Amid economic decline, a record number of people have rated their lives as poor
The percentage of Americans who say that they are “suffering” rose to 5.6% in a Gallup poll published on Monday. This number has been climbing steadily since last summer and is currently higher than at any point during the 2008 recession or the 2020 coronavirus pandemic.
Gallup’s quality of life index rates respondents as “thriving,” “struggling,” or “suffering” based on how they rank their present life situation and expected future situation. A score of less than four out of ten is seen as “suffering,” while seven or above is categorized as “thriving.”
While 59% of Americans said they were “thriving” last November, that number has since fallen to 51% as of this July. The drop is not as severe as the 46% recorded during the first wave of lockdowns and job losses in the spring of 2020, or the 46.4% seen during the stock market crash of 2008.
However, a “suffering” figure of 5.6% is the highest ever recorded by Gallup since it began measuring in 2008. It comes after a previous record of 4.8% was set in April, and has climbed upwards since 2.8% last July. The pre-2022 high of 4.7% was reached in December 2008, shortly after the Dow Jones suffered its largest single-day loss in history.
The apparent increase in suffering comes as poll after poll shows that Americans are pessimistic about the state of the US economy, and rate these economic concerns above all other issues.
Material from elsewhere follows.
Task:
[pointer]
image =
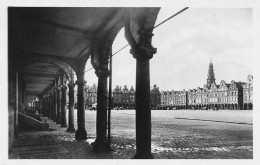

The US inflation rate currently stands at 8.5%, slightly down from 9.1% in June. With prices of food, fuel, and consumer goods rising, the Biden administration has spent lavishly, with the president allocating more than $54 billion since February for military and economic aid to Ukraine and passing a lavish climate, healthcare, and tax reform bill earlier this month. While the bill is named the ‘Inflation Reduction Act’, the Congressional Budget Office has noted that it will saddle middle-class Americans with around $20 billion in additional taxes over the coming decade, whilst having a “negligible” impact on inflation.